The agent is given two pieces of information at all times: its current position and its current velocity (how fast and in what direction it's moving).

What the Agent Can Do (Actions)

The agent has only two choices: it can apply a small push to the left or a small push to the right.

The Agent's Goal (Rewards)

The environment rewards the agent for staying as close as possible to a central, target position (which is 0.0). The further away it drifts from this center, the less reward it gets. It also gets a small survival reward for each step it remains active.


2. Actor-Critic Architecture

We'll implement a simple Actor-Critic model using PyTorch. The Actor will output a probability distribution over actions, and the Critic will estimate the value function (expected return) of a given state. Both will share a common feature extraction network, which is a common practice to encourage stable learning.

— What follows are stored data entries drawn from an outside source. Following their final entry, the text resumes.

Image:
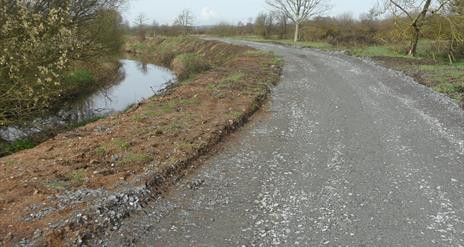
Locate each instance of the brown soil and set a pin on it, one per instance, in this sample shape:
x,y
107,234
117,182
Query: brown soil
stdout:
x,y
160,136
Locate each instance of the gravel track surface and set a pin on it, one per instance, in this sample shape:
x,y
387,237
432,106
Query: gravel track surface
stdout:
x,y
348,154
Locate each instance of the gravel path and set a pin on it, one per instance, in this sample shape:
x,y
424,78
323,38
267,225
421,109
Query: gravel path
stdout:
x,y
349,154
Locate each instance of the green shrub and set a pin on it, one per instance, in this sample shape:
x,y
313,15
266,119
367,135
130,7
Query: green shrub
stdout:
x,y
79,78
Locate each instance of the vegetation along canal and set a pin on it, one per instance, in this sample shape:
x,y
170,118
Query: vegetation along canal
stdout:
x,y
135,82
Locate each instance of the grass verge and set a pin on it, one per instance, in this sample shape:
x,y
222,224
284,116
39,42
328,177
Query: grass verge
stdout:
x,y
428,69
59,181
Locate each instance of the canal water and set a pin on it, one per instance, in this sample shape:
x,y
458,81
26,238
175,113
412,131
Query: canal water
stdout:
x,y
135,82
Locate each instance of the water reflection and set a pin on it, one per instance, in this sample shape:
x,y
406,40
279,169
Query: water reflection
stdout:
x,y
134,82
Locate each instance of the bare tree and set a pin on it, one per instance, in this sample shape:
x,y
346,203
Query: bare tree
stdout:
x,y
299,11
185,20
416,11
140,22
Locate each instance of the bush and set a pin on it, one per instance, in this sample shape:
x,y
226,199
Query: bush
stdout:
x,y
186,64
79,78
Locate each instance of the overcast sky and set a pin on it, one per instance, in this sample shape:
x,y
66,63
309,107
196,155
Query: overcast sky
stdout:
x,y
213,11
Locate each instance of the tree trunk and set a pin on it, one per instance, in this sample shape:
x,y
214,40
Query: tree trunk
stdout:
x,y
415,40
297,32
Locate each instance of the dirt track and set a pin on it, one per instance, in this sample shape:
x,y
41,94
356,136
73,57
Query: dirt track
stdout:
x,y
349,154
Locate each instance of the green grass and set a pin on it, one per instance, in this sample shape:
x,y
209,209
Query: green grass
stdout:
x,y
187,64
120,144
308,44
77,177
57,185
79,78
16,146
375,51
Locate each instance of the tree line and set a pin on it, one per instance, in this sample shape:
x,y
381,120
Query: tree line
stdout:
x,y
398,22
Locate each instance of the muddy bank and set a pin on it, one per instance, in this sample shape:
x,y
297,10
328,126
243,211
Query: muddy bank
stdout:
x,y
86,180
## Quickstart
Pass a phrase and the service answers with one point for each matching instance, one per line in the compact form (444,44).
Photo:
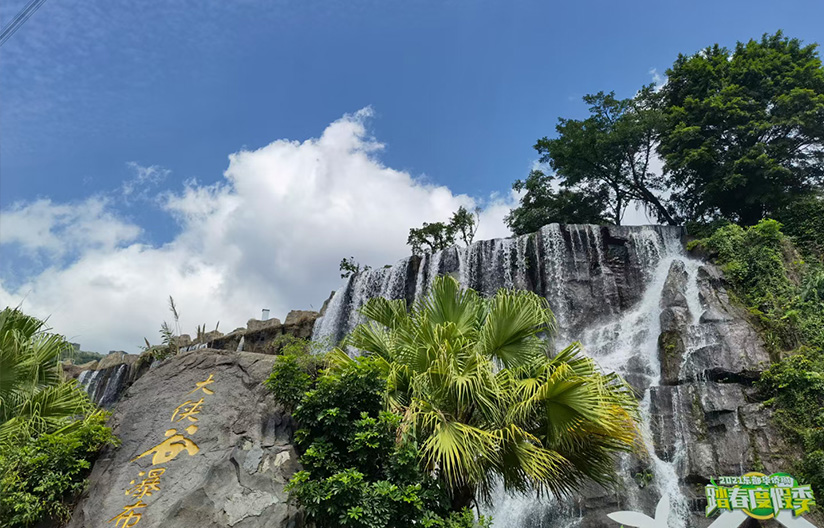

Our architecture will consist of:

  • Shared Encoder: A few fully connected layers to process the state input.
  • Actor Head: Outputs logits for a categorical distribution over actions.
  • Critic Head: Outputs a single scalar value representing the state-value.

The Actor

This part of the model predicts the best action to take given the current state of the environment. More precisely, it outputs action_logits which represent the relative probabilities of taking each possible action. The agent then samples an action from this distribution to interact with the environment.

The Critic

This part of the model predicts the value of being in a particular state. The state_value output estimates the expected cumulative future reward that the agent will receive starting from that state. This value is crucial for helping the Actor understand how good its chosen actions are and for stabilizing the training process.

In essence, the model is learning a policy (how to behave) and a value function (how good situations are) to maximize the total reward in the CustomEnv.


3. FP8-style Low-Precision Simulation & Basic Training Loop Components

To simulate FP8-style low-precision optimization, we'll leverage PyTorch's Automatic Mixed Precision (AMP) functionality (torch.cuda.amp). While AMP primarily uses float16 or bfloat16, it conceptually demonstrates the benefits of using lower precision data types for computation, including reduced memory usage and faster training, which are key advantages of true FP8.


In this section, we'll:

  • Define core hyperparameters for our RL training.
  • Initialize the CustomEnv and the ActorCritic model.
  • Set up the optimizer and torch.cuda.amp.GradScaler for mixed-precision training.
  • Outline the structure for our training loop, which will involve collecting experiences, computing advantages, and updating the network.

Hyperparameters Explanation

state_dim (State Dimension) - Set to 2

This just means how many numbers we use to describe the environment's current situation. For our simple CustomEnv, the agent's situation is fully described by its position and its velocity, so we need two numbers.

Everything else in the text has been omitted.